Why This Was Bookmarked
“how Anthropic thinks about using skills internally”
This is the source of truth on skill design from the team that built Claude Code. Directly informs how we structure 06-reference/concepts/skills-as-building-blocks and validates our operating model in SOUL.md.
Key Ideas
- Nine skill categories provide a comprehensive taxonomy for auditing skill coverage
- Verification skills are the highest ROI — worth dedicating an engineer for a week to make them excellent. Techniques include recording video of output and enforcing programmatic assertions
- Skills are folders, not files — include scripts, assets, data alongside markdown
- Configuration options matter — dynamic hooks, folder structure creativity, and composability are what separate good skills from great ones
- Business process skills benefit from log files of previous executions so the model stays consistent
- Runbook skills take symptoms (Slack threads, alerts, error signatures) and produce structured investigation reports
- Adversarial review skills spawn fresh-eyes subagents to critique, then iterate until findings degrade to nitpicks
Connections
This is the authoritative reference for our skill architecture. The nine-category taxonomy maps cleanly to what we’re building:
- Our standup/recap skills = Category 4 (Business Process)

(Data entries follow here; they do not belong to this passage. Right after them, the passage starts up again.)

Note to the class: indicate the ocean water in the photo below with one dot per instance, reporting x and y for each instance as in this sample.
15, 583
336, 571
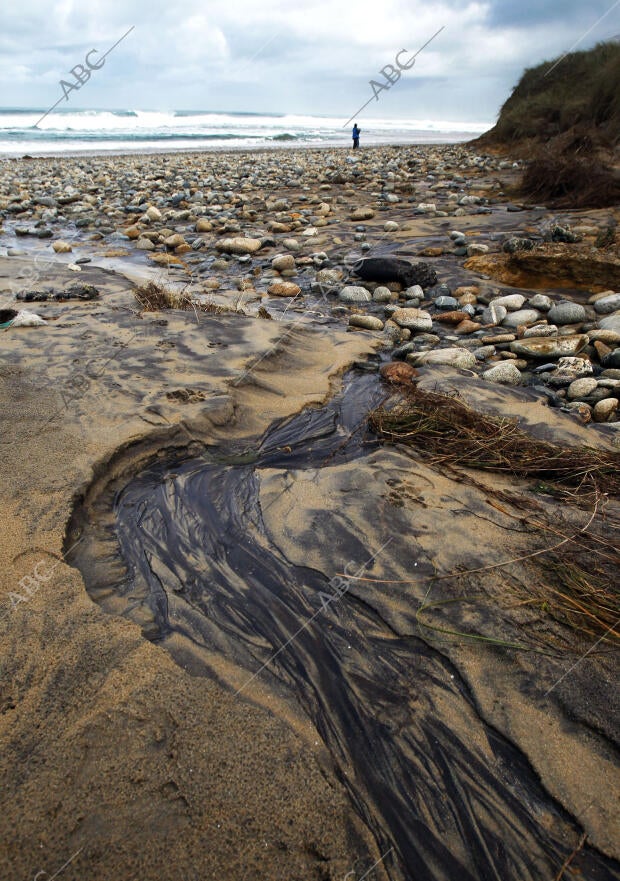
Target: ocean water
122, 131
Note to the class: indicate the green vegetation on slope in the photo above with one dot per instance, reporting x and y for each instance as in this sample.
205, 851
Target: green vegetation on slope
581, 94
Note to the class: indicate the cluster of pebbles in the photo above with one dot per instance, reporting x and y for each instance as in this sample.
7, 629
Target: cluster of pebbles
285, 224
569, 351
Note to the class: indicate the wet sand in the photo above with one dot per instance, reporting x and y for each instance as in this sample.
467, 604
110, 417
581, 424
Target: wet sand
149, 770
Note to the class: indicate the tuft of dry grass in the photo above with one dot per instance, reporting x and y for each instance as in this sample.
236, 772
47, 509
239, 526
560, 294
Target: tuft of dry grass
444, 429
565, 179
574, 580
154, 297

- Our vault compilation = Category 5 (Scaffolding)
- Our inbox processing = Category 8 (Runbooks)
The verification emphasis connects to 06-reference/concepts/compounding-knowledge — skills that verify their own output compound faster because they catch drift early.
The data fetching category (funnel-query, cohort-compare, grafana) maps directly to 06-reference/concepts/analytics-as-craft and 01-projects/phdata/index consulting work.
Open Questions
- Are we missing any of the nine categories in our current skill library?
- Should we build verification skills for our vault compilation and inbox processing?
- How do we adopt the adversarial-review pattern for our own code quality workflows?